Staley, who was appointed CEO in 2015, has said he regrets having had any relationship with Epstein.

"I think we'll be here for another couple of years," Staley told reporters on a conference call on Friday.

Barclays is the first major British bank to publish third- quarter earnings and analysts and investors are watching results for any signs of an expected wave of bad loans due to the fallout from COVID-19 pandemic.

Barclays reported profit before tax of 1.1 billion pounds ($1.4 billion) for the three months to the end of September, almost double the 507 million pounds analysts had forecast.

The bank's shares jumped following its results and were up nearly 7% at 0855 GMT, the strongest performer in the benchmark FTSE 100 index.

“While these results aren’t exactly pretty, they’re far less ugly than we had feared they might be," Nicholas Hyett, equity analyst at Hargreaves Lansdown, said.

The bank booked 608 million pounds in provisions for bad loans and other charges, down 63% from the previous quarter and well below the 1 billion pounds analysts had expected.

However, Barclays said it was considering further cost-cutting measures, which could result in more charges.

Staley said these could include reductions in office space and other such overheads as the bank learns lessons from employees' ability to work from home or at branches during the coronavirus pandemic.

The bank's consumer, cards and payments business made a profit of 165 million pounds in the quarter after a loss in the second quarter as U.S. credit card spending recovered.

The stronger-than-expected results boosted the bank's core capital ratio, a key measure of its financial strength, to 14.6%, which was also above forecasts for 14%.

INVESTMENT BANK SHINES

The lender's investment bank supported its results, as it has done in recent quarters, in a fillip for Staley who has staked much of his credibility on the business at a time when some shareholders want it cut back.
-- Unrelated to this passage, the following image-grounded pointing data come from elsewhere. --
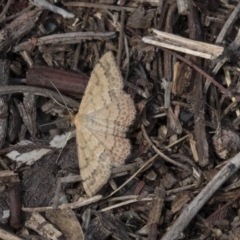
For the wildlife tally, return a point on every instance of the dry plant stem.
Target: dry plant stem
(98, 5)
(39, 91)
(177, 190)
(17, 14)
(4, 235)
(46, 5)
(231, 20)
(125, 203)
(18, 28)
(64, 38)
(166, 158)
(221, 88)
(74, 205)
(185, 45)
(121, 36)
(5, 9)
(133, 176)
(193, 208)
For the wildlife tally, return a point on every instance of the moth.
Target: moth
(103, 119)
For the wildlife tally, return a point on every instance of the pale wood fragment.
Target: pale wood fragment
(185, 45)
(39, 224)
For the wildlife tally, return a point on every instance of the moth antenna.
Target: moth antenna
(62, 100)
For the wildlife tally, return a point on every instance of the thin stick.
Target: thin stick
(98, 5)
(221, 88)
(5, 9)
(166, 158)
(133, 176)
(120, 41)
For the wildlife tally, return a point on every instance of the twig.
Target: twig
(120, 40)
(64, 38)
(5, 9)
(193, 208)
(221, 88)
(166, 158)
(98, 5)
(231, 20)
(125, 203)
(185, 45)
(5, 235)
(46, 5)
(133, 176)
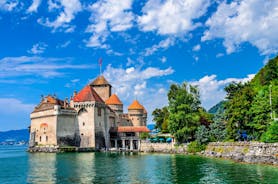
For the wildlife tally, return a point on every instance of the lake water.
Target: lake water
(18, 166)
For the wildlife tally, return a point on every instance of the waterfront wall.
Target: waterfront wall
(250, 152)
(162, 147)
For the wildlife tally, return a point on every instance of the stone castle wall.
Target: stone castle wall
(251, 152)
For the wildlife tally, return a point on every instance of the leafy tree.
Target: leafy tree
(202, 135)
(217, 131)
(260, 114)
(237, 108)
(184, 115)
(160, 117)
(271, 135)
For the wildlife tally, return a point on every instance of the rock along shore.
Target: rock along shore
(249, 152)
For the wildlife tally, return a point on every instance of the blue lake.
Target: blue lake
(18, 166)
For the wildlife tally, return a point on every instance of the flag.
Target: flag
(100, 61)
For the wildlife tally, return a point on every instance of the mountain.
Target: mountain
(251, 106)
(14, 135)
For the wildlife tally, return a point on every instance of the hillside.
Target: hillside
(249, 105)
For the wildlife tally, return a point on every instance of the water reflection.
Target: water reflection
(42, 168)
(141, 168)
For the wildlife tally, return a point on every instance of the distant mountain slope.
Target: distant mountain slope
(16, 135)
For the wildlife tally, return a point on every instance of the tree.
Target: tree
(184, 115)
(160, 117)
(239, 102)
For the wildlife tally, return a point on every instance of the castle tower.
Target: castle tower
(102, 87)
(115, 104)
(136, 113)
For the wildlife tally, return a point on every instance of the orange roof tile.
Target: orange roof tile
(100, 80)
(130, 129)
(44, 125)
(113, 100)
(87, 94)
(135, 106)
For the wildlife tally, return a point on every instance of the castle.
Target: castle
(93, 118)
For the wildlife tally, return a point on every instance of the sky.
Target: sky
(53, 47)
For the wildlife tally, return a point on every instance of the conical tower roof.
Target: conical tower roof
(87, 94)
(113, 100)
(100, 80)
(136, 106)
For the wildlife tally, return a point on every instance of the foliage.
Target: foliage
(194, 147)
(202, 135)
(144, 135)
(248, 105)
(184, 114)
(160, 117)
(217, 131)
(271, 135)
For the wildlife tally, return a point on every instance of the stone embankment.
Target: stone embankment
(250, 152)
(162, 147)
(57, 149)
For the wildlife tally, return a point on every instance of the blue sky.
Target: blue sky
(53, 47)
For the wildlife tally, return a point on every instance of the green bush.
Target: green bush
(144, 135)
(194, 147)
(271, 135)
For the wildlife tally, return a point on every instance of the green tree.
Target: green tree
(184, 115)
(271, 135)
(160, 117)
(237, 108)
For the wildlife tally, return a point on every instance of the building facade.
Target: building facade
(93, 118)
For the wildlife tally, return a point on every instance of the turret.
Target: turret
(102, 87)
(115, 104)
(136, 113)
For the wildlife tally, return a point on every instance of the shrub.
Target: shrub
(271, 135)
(194, 147)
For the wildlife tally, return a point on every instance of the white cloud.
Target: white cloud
(196, 48)
(13, 106)
(137, 83)
(164, 44)
(36, 66)
(172, 16)
(109, 15)
(34, 6)
(212, 90)
(38, 48)
(70, 9)
(251, 21)
(8, 5)
(163, 59)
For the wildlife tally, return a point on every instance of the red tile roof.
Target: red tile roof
(130, 129)
(113, 100)
(135, 106)
(87, 94)
(100, 80)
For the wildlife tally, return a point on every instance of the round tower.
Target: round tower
(102, 87)
(136, 113)
(115, 104)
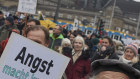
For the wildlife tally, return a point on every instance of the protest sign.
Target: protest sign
(25, 59)
(27, 6)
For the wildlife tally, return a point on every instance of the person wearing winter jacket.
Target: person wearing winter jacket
(106, 50)
(79, 66)
(130, 56)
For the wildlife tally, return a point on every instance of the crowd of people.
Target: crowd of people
(91, 57)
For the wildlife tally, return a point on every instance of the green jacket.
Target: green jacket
(55, 41)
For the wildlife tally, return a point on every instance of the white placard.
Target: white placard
(27, 6)
(25, 59)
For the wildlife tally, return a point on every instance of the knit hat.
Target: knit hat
(133, 48)
(10, 19)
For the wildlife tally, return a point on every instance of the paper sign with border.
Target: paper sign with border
(46, 63)
(27, 6)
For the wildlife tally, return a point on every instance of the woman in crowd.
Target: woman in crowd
(79, 65)
(106, 50)
(66, 43)
(72, 36)
(130, 56)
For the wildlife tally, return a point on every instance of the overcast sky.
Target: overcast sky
(137, 0)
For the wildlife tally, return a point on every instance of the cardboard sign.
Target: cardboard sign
(27, 6)
(25, 59)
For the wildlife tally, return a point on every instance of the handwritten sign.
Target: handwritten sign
(27, 6)
(25, 59)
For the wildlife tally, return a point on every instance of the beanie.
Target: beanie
(10, 19)
(133, 48)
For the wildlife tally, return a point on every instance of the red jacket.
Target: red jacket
(80, 69)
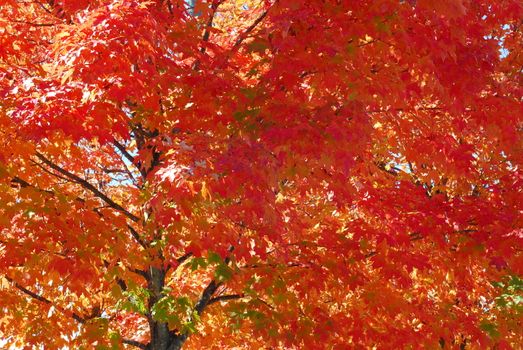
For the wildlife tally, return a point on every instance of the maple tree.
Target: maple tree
(261, 174)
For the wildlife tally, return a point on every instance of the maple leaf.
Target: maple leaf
(260, 174)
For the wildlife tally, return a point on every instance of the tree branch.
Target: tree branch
(44, 300)
(249, 29)
(134, 343)
(85, 184)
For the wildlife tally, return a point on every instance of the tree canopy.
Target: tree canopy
(278, 174)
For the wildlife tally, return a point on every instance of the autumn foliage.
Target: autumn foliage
(261, 174)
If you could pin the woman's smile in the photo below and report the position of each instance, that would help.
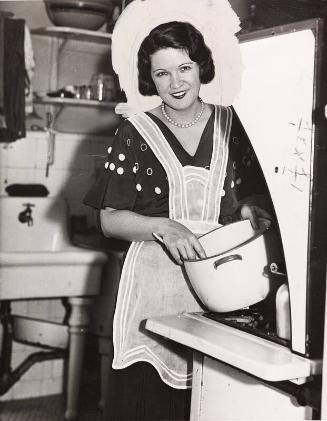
(176, 78)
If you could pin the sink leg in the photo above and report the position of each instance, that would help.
(106, 352)
(78, 323)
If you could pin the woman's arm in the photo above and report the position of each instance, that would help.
(127, 225)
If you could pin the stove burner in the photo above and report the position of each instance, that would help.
(250, 320)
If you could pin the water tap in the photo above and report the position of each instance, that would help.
(25, 216)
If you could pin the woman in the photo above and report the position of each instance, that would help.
(173, 173)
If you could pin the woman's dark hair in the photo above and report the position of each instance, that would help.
(180, 35)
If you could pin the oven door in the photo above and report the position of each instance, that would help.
(281, 106)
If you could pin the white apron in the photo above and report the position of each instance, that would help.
(151, 283)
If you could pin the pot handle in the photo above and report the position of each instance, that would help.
(226, 259)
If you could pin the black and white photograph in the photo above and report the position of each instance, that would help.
(163, 206)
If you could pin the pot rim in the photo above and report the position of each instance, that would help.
(265, 226)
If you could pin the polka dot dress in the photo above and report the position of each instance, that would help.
(134, 179)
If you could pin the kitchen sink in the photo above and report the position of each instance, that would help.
(36, 256)
(37, 261)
Revenue from its markets division, which has benefited from frenzied trading amid volatile markets worldwide, rose 29% from a year earlier to 1.69 billion pounds. Equities trading jumped 40% to 691 million pounds while fixed income, currencies and commodities rose 23% to 1 billion pounds.

Like its rivals, Barclays has halted dividend payments at the request of Britain's regulators. It said it would give an update on its payout policy when it reports full-year results.
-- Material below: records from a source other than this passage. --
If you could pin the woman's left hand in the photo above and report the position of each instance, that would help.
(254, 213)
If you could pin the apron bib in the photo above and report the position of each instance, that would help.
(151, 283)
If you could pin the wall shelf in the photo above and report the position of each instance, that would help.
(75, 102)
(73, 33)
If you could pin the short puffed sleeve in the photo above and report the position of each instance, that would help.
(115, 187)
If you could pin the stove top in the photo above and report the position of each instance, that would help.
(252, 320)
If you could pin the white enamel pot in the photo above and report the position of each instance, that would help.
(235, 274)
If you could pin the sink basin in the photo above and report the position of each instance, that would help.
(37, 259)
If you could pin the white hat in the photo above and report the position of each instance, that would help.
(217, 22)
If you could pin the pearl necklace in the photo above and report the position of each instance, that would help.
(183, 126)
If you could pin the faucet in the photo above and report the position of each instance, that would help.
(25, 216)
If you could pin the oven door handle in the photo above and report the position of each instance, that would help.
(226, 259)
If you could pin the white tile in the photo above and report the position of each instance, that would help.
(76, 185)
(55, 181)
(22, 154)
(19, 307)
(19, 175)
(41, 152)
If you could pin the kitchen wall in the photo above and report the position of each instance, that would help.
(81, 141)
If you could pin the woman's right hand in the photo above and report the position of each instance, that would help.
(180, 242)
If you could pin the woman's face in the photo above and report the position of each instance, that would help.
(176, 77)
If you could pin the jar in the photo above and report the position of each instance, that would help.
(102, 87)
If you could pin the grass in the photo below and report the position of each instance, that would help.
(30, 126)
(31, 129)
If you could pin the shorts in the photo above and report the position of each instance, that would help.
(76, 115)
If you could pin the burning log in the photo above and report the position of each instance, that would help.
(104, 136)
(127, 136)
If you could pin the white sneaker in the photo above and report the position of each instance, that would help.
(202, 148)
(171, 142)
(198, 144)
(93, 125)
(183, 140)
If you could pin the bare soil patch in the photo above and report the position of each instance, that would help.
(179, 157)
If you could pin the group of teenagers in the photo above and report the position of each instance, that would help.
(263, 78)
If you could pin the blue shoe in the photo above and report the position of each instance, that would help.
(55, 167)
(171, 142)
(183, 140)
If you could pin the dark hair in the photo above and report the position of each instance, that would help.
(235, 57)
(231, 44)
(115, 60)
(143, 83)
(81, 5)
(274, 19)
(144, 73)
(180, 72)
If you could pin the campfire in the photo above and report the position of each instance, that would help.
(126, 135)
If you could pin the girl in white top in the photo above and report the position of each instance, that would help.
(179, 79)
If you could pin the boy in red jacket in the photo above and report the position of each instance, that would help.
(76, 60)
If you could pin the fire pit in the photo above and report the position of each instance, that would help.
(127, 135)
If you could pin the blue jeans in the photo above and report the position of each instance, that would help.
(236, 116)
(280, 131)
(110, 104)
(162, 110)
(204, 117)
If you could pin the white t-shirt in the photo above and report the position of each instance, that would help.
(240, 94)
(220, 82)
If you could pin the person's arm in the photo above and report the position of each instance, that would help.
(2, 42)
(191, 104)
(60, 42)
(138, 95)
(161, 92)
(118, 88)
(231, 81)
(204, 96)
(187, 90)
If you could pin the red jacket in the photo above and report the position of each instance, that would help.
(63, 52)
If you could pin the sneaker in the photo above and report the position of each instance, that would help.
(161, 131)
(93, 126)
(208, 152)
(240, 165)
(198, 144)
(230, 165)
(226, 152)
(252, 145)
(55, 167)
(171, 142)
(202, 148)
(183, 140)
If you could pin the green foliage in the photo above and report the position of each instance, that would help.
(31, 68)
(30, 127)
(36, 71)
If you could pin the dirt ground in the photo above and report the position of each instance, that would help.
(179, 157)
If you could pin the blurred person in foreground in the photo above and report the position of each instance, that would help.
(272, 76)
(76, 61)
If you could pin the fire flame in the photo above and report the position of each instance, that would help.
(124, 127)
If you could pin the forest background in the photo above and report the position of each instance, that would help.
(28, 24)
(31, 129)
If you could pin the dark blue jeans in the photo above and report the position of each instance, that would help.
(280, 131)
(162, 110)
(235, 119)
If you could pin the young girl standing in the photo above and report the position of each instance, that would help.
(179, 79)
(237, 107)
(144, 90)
Barclays downgraded its baseline economic forecast for the United Kingdom this year as local lockdowns kick in to control a second wave of COVID-19 heading into the winter months.
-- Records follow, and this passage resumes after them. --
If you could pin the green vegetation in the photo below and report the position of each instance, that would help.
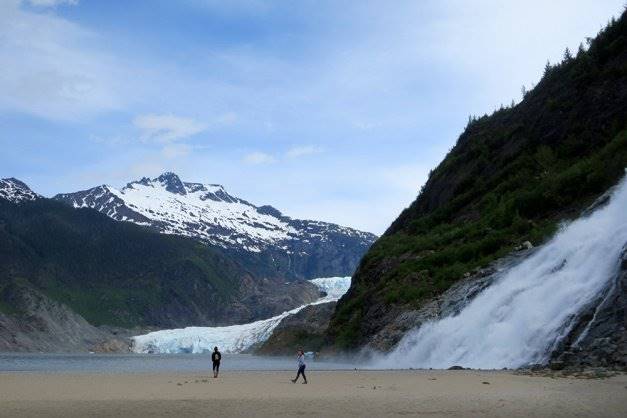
(111, 272)
(511, 177)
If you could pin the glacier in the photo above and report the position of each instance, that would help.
(531, 306)
(233, 338)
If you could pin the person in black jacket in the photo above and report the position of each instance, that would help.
(215, 358)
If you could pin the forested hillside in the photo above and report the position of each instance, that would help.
(511, 177)
(121, 274)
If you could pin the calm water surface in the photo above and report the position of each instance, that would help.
(151, 363)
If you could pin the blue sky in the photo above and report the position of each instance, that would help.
(331, 110)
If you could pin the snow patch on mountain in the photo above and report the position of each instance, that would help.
(206, 212)
(234, 338)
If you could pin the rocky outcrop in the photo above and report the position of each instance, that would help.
(599, 336)
(30, 321)
(304, 329)
(261, 238)
(394, 324)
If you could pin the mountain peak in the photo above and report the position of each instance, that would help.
(172, 183)
(16, 191)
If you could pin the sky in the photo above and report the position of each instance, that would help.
(329, 110)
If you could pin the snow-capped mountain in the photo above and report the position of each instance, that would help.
(301, 248)
(15, 191)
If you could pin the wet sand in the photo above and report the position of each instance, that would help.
(328, 394)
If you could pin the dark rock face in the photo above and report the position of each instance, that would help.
(304, 329)
(123, 275)
(30, 321)
(575, 117)
(392, 325)
(264, 240)
(599, 337)
(15, 191)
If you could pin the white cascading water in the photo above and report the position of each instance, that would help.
(518, 319)
(233, 338)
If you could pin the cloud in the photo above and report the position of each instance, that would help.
(258, 158)
(52, 3)
(171, 151)
(302, 151)
(166, 128)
The bank now expects gross domestic product to fall 10.3% this year, versus its June forecast of an 8.7% drop, but it said there had been no significant rise in bad loans so far due to government financial support for jobs and companies.

U.S. banks, which reported earnings earlier this month, gave a muddied picture of what to expect, with balance sheets looking healthier than expected but executives forecasting a gloomy outlook for losses from loans.